29 July 2020 – As the European Tour emerges from its Covid-19-enforced hibernation, former South African No 1-ranked amateur Wilco Nienaber has kept himself occupied with some eye-catching performances on the UK’s mini golf tours.
Nienaber seized his chance by claiming a fourth-place finish in the recent English Championship on the European Tour. The 20-year-old fired rounds of 68, 65, 67 and 66 to claim the biggest cheque of his career, worth €46,125 (R957 747). More importantly, the result boosted Nienaber’s position on the European Tour’s Race to Dubai rankings to 92nd and the top-five finish helped him qualify for the following week’s event, the Celtic Classic at Celtic Manor Resort in Wales. He has also moved up the world ranking to a career high of 379th, having started the year 1665th.
Nienaber received a late call up to the tournament when American John Catlin was forced to withdraw after breaking the European Tour bubble when he and his caddie went out for a meal in the days leading up to the event.
During two months of enforced lockdown at his parents’ home in Bloemfontein, 20-year-old Nienaber feared that the Corona Virus had brought a premature end to what has been a promising rookie season. Despite only a handful of starts, he had finished the season ranked 19th on the Sunshine Tour Order of Merit and is currently ranked seventh on the European Challenge Tour.
In order to prepare for his next European Tour start, the former GolfRSA National Squad member opted to base himself in Manchester, England and, after waiting out a mandatory isolation period, has kept himself busy by tearing up the courses on the mini tours of Northern England. Results of 1st, 2nd, 3rd and 1st in his first four events indicate that there is not much rust on the 20-year-old’s set of PINGs.
“My current ranking sees me on the reserve list for most of the European Tour events,” he explains. “So I need to do a lot of waiting and hoping to get in. Thankfully I’m into a great routine where I can practise every day, spend time at the gym and eat healthily.”
Nienaber has taken up residence with his manager Mark Bell and this has given him a solid home base as he waits for any last-minute calls to tee it up on the UK Swing of the European Tour.
“I’ve got my own transport now so I can come and go as I please and I think it’s been good for my game,” he says. “I’m doing what I would be at home, except that I get to play in some of the mini-tour events against some good players.”
Nienaber has certainly caught the eye in his first four 18-hole events on the mini tours, posting scores of 64, 65, 67 and 65, with two wins and a worst finish of third.
“In some ways it feels like I’m getting the hang of the game again after having spent two months hitting balls in my garage,” he laughs. “Not being able to play tournament golf has obviously been frustrating, but it’s important to keep things in perspective because there are so many people around the world who have been ill or lost their jobs due to this virus.
“I’m grateful that I have a steady home base here and the opportunity to play in the mini-tour events, because I’ve played really well and it has helped keep me game fit.

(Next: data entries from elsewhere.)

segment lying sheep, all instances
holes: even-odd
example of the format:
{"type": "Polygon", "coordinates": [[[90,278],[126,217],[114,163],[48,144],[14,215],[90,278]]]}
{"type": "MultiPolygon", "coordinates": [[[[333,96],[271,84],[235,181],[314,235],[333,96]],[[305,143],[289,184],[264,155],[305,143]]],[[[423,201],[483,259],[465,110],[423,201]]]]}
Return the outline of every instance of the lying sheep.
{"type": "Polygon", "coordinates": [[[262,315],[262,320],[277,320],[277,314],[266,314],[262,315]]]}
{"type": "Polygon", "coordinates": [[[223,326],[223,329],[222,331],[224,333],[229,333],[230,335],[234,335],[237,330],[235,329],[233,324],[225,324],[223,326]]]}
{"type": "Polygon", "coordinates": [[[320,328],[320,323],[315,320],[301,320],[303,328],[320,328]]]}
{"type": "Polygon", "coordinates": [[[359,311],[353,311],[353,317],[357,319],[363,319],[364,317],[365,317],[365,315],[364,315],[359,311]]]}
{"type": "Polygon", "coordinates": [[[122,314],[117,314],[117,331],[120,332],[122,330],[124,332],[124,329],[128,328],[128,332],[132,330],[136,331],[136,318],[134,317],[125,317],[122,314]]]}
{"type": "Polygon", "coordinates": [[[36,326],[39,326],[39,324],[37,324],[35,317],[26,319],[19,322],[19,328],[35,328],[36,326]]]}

I know that when I get the chance to tee it up on the main tour I’m going to really enjoy it and hopefully take my chance.”
The mini tours, such as the 1836 Tour and the 2020 Pro Tour, may offer small purses but are essentially a one-round shootout featuring some really good players.
“They are a lot of fun,” Nienaber explains. “It’s just pitch up and play and shoot as many birdies as you can.
“I’m playing the courses blind, with just a yardage book to help me, so I feel like I could definitely go even lower. In my second event I lost by two strokes to David Horsey, but my round included a triple bogey on the one hole where the yardages in the book didn’t quite match with the course and I ended up hitting my tee shot through the fairway and into some trouble.”
The fields are far from weak and are made up mostly of locally-based European Tour players and promising young professionals and amateurs from the surrounding areas.
“For me, it’s definitely better than spending my days practising on the range,” he explains. “It has helped build my confidence and when I do get back on tour I won’t be wondering where my game is at.”
For Nienaber, the waiting game is proving rather fruitful and one suspects his time on the big stage is not too far off.